The Perks of Being a
Wallflower
is one of those retroactive teen movies, seeking to impose the values of a
fortysomething writer-director on characters who aren’t old enough to know any
better. The kids in Stephen Chbosky’s unpersuasive adaptation of his own young
adult bestseller give one another mixtapes and typewriters, rather than MP3s
and STDs; when one of its youthful leads is heard to yelp “oh my God, they’re
playing good music” at a homecoming dance, the track they end up jiving to is
“Come On Eileen”. Chbosky wouldn’t be the first director who, when faced with going
through adolescence all over again, retreated into reassuring fantasy, but it’s
almost as though he hasn’t seen the inside of a shopping mall for the best part
of 25 years.
The
wallflower in question is friendless nice guy Charlie (Logan Lerman, just the
right side of bland), trying to find his place at high school with the aid of
slacking, mocking, openly gay senior Patrick (We Need to Talk About Kevin’s Ezra Miller, pushing rather too hard)
and punky sweetheart Sam (Emma Watson, with creditable US accent).

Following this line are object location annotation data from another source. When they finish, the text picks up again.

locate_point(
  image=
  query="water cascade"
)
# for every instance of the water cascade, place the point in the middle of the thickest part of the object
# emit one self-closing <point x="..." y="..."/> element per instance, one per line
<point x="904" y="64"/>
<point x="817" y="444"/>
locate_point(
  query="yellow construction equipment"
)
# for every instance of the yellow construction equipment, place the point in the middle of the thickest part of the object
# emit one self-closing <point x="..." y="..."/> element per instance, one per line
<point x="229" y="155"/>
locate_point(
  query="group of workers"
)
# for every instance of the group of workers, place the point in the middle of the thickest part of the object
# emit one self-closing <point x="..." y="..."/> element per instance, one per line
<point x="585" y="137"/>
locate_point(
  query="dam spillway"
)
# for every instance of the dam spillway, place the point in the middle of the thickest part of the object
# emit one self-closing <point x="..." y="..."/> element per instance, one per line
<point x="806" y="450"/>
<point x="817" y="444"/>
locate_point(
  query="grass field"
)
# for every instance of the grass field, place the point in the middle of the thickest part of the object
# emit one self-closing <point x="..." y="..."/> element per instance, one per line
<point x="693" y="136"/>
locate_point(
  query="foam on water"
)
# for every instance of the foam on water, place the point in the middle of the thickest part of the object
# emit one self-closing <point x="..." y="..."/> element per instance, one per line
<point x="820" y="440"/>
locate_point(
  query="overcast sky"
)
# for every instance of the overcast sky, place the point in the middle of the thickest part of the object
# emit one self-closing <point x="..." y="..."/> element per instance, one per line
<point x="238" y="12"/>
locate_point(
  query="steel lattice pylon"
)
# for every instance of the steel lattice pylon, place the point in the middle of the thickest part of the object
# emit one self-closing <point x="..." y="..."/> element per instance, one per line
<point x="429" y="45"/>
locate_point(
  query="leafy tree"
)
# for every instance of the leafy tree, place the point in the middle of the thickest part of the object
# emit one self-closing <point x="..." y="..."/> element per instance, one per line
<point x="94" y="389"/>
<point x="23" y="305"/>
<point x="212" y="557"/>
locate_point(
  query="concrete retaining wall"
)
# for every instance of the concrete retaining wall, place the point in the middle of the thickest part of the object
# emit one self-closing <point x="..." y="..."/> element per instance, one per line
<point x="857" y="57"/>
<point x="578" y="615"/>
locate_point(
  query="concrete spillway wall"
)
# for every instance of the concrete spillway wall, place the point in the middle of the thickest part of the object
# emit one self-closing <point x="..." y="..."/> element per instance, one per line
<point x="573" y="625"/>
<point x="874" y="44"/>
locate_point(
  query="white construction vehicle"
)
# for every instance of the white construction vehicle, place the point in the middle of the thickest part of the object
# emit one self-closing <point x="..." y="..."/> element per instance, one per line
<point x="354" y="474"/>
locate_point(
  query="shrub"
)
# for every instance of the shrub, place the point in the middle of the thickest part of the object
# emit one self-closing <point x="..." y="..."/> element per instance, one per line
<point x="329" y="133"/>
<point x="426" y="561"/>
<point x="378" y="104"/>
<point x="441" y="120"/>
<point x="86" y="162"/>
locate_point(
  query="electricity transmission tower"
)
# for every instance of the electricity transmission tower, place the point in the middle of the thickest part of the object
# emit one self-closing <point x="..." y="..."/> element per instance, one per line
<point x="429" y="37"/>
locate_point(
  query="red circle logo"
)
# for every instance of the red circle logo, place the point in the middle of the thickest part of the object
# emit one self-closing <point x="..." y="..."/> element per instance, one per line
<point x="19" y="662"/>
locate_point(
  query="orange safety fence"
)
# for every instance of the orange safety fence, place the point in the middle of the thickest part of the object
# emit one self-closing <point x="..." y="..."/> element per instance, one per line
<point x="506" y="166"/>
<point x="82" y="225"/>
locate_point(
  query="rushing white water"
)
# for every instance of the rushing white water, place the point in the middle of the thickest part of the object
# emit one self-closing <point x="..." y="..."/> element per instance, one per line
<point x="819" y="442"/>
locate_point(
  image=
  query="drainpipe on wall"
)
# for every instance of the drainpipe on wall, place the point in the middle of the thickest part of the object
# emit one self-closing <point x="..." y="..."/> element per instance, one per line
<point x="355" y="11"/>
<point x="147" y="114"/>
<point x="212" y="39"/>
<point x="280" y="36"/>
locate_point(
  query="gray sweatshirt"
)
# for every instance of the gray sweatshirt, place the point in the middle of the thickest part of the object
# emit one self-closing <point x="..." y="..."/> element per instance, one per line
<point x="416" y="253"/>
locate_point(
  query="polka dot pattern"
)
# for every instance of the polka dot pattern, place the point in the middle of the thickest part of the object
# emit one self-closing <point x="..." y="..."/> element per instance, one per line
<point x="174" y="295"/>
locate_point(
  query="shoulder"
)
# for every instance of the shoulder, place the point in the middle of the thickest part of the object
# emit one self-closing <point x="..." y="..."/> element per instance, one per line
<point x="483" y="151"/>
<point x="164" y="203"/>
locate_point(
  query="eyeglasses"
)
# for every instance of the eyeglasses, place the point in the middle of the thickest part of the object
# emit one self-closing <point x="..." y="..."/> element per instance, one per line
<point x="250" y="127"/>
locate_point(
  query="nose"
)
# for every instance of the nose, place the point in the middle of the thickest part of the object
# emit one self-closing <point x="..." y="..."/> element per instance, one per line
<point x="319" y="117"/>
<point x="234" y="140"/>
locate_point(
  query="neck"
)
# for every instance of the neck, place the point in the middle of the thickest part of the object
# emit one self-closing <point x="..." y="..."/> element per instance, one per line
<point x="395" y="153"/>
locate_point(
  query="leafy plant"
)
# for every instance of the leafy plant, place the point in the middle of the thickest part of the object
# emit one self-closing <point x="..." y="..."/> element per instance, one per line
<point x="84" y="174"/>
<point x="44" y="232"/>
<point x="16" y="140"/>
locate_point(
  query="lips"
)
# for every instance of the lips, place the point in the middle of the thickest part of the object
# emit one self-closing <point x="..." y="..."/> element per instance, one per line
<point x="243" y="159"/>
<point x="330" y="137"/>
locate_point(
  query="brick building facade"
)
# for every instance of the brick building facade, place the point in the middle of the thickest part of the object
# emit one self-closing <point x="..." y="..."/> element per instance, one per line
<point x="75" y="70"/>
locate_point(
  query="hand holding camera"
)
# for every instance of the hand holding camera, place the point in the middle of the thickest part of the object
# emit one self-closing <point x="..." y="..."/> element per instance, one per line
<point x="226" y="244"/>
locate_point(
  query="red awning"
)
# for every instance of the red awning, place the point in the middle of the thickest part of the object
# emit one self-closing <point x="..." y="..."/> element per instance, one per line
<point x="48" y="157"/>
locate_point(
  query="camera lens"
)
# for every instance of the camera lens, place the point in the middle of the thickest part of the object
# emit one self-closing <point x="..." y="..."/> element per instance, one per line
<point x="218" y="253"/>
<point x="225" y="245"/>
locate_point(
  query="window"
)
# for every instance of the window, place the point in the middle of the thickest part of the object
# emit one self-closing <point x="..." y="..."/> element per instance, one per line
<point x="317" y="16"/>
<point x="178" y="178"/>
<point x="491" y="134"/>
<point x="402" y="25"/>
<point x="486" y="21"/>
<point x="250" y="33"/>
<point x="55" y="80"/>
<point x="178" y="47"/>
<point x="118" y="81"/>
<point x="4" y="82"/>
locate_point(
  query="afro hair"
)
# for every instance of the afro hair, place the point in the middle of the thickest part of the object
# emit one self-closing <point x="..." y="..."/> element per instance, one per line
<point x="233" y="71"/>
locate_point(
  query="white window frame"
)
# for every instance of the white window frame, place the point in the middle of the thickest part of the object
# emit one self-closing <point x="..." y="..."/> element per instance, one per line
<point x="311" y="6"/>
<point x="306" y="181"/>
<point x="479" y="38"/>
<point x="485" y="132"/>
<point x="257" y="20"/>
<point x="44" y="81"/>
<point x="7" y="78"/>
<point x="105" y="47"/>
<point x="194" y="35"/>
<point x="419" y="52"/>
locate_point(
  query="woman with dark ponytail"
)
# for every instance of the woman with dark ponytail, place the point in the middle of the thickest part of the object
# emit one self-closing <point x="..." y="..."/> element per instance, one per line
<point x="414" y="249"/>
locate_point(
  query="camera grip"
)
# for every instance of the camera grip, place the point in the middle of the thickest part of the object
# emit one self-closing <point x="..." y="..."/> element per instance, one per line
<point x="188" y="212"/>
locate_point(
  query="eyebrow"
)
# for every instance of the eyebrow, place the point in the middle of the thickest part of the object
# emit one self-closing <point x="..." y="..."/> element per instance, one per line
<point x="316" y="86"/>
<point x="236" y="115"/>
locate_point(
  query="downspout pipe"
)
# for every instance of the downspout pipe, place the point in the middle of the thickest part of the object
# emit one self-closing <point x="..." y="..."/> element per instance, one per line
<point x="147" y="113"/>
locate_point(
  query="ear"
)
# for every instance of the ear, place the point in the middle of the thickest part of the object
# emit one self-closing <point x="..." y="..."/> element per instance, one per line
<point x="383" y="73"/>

Chbosky’s
overall project, however, is to reframe the past through adult eyes; so
concerned is he with asserting sound hipster taste on his characters that all
logic gets scrambled. Sam insists “everything sounds better on vinyl”, yet she
doesn’t recognise that it’s Bowie who’s singing “Heroes”, let alone the track
itself. Bizarrely, the film pursues the point further: not one of these
notionally culture-savvy teens can track a copy of “Heroes” down, referring to
it in the awed tones of some obscure rarity. (God knows what they’d do if they
ever heard “The Laughing Gnome”.)
Perks has nice things in
dispatches – Paul Rudd as the kind of English teacher we’d all want to have
had, Watson in a Santa hat granting Lerman his first kiss – yet that soundtrack
keeps drowning out whatever issues the script wants a go at, and its sincere
baloney extends beyond rock ‘n’ roll to sex (“I’m tired of touching her
breasts,” moans Charlie of one swiftly dumped girlfriend, becoming the first
teenage boy in history to utter these words) and drugs (according to Chbosky,
acid casualties end up shovelling snow in geometrically perfect circles). Even
the much-derided Glee, which has cast
thirtysomethings as quarterbacks and cheerleaders, has shown more of a clue as
to how teenagers really sound, and what they might do.
In
the meantime, the hits keep on coming: XTC’s “Dear God”, New Order’s “Bizarre Love Triangle”, the Cocteau Twins’ “Pearly Dewdrops’ Drops”, Young MC’s “Bust a Move”, L7’s “Pretend We’re Dead” – great songs all, yet songs that have as much
business being here as Cannibal Corpse’s “Hammer Smashed Head” would have on
the soundtrack of The Best Exotic Marigold Hotel. Perks will go
down a treat among teenagers who would consider themselves sophisticated – but
you can bet they’ll be back to belching Mountain Dew and showing each other
their rude bits on Chatroulette soon enough.
The Perks of Being a Wallflower opens nationwide today.